"Oh ... I don't know. What am I to say? What am I to do?"

"... Do nothing," he said bitterly.

"But I want to do something," Pam protested desperately—though her own shrinking conscience told her how little. "... And I don't say I won't try. But perhaps ... I could never learn. I don't know. How am I to know? And if I say I 'll try ... and can't in the end ... what a dreadful thing for us both.... Oh, are you quite sure there 's nothing short of love that will do?" she asked, with the lameness that can get no further, and wrenched her hands, and looked at him in helpless appeal.

"That means you won't try?" he said; and she could see his hand close tight upon the dresser.

"Oh, no, no, no ... I will try!" Pam cried, charging blindly down the open roadway of consent, for fault of any other way to turn. "... If you wish it, I 'll try. But oh, please, it is n't the least bit of a promise ... and you must n't ... must n't build on it. And you must n't try and force me to learn ... or be angry with me if I 'm slow ... or can't. Perhaps I can't. Oh, it may very well be that I can't ... for all my trying.

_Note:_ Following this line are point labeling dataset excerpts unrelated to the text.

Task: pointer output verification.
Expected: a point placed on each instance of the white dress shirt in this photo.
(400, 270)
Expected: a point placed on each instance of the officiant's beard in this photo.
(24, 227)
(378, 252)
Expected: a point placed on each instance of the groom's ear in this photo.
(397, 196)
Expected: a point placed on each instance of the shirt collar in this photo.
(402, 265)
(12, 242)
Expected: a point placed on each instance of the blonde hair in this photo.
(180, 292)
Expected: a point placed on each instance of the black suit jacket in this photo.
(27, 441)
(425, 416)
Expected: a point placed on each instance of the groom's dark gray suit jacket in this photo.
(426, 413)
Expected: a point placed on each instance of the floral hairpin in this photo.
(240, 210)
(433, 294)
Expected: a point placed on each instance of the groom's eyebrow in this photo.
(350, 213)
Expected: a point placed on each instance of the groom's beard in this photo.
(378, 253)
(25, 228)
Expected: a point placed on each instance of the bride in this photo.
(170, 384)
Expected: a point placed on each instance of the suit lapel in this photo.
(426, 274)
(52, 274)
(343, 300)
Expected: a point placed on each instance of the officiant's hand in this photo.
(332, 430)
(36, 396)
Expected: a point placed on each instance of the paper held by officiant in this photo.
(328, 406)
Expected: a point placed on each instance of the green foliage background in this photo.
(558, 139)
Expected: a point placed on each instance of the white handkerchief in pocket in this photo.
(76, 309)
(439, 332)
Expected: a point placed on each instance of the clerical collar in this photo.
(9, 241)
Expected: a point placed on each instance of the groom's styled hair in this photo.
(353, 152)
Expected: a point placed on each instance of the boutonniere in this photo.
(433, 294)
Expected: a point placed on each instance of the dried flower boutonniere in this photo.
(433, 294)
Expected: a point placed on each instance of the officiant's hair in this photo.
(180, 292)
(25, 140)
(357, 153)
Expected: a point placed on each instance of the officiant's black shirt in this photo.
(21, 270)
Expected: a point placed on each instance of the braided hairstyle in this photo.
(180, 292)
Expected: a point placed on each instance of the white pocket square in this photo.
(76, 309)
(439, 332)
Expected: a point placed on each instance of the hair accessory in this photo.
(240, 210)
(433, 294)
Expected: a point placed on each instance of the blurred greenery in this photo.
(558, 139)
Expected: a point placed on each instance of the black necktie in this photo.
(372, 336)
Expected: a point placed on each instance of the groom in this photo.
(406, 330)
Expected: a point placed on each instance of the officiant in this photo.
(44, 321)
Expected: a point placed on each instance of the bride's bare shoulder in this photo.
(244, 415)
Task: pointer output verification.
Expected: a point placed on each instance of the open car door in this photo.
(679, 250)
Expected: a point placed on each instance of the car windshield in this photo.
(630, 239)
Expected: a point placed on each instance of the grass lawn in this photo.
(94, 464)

"... And even ... if I ever grew to care anything for you ... in the way you want—and I dare n't think or say. It all seems so sudden and unreal. It seems as though I were dreaming it. Last night—half an hour ago even—I never thought you wanted to speak to me or have anything to do with me at all, and now—you 're asking me to try and love you. And even if I grow to care for you in that way (and I don't know. Oh, you must n't think I 'm promising) I should n't want ... I mean it would have to be ... oh, for a long time. Years, perhaps. Longer than ever you cared to wait. I told ... somebody once, when they asked me—what you 've been asking me, that I never meant to get married. And if I did ... it would be like acting a story to them—as they said I was doing at the time. And I 've said 'No' to such lots of others too ... and now to say 'Yes' to anybody (and I 'm only saying half 'Yes'—only a quarter 'Yes'—to you) seems, somehow, like breaking faith. It seems mean ... and unfair. And anyway it could n't ... could n't possibly be yet. Could n't be for ever such a long time. Perhaps you 'd never want to wait so long as that."

"Wait?" He thrust out his hand desperately to shut this dangerous back-door of her concession. "With you at the end of my waiting ... I would wait till the Judgment Day."

The dreary, dogged patience of the man's passion chilled Pam. It rose up high in her mind like an awesome black monument of Patience, and cast its great shadow over the brightness of her life—on and on and on interminably, out of sight to the dull sun-setting of her clays. If she could have recalled her words then. If she could have had the strength, the moral strength, to throw him aside from her then and there—at never mind what momentary cost to their feelings. All her soul, she knew, was striving impotently to cast off the encumbrance of him—but the strength was lacking. Strength to be cruel; strength to be kind. Because she could not bring herself to deal the one smart blow that the moment required with her own hand ... she was throwing herself contemptibly upon the protection of the Future; making herself the Future's ward, and trusting, in some blind, unreasoning fashion, that her guardian would be responsible for her when the time came, and do for her what she had lacked the daring to do for herself, and free her without consequence (if so needed), and deal happiness all round with that lavish hand for which the Future is, and has been, and ever will be, so extolled.

Wild, fatal fantasy of Pam's—that she shared in common with every man, woman, and temporising child of this self-deluded, procrastinating world. For the Future is that dread witch that, appearing first under the guise of a sweet and amiable old lady, turns suddenly into the red-eyed, horrid old hag of to-day.

But alas! The compact was drawn and signed and sealed. What consequence that Pam imposed a hundred feverish reservations and supplications, and qualifications and amendments, and loopholes and contingencies upon her little old lady in the signing—and seemed to be granted them every one? Into this little old lady's house she signed herself for all that, and henceforth all her goings and comings, and sleepings and wakings were no longer her sweet own, as heretofore, but under the authority and subject to the control of the little sweet amiable old lady—who was only biding her good time (as you may be sure) to snap into the horrid, red-eyed hag we wot of, and fall upon Pam with the black venom of her malignant nature.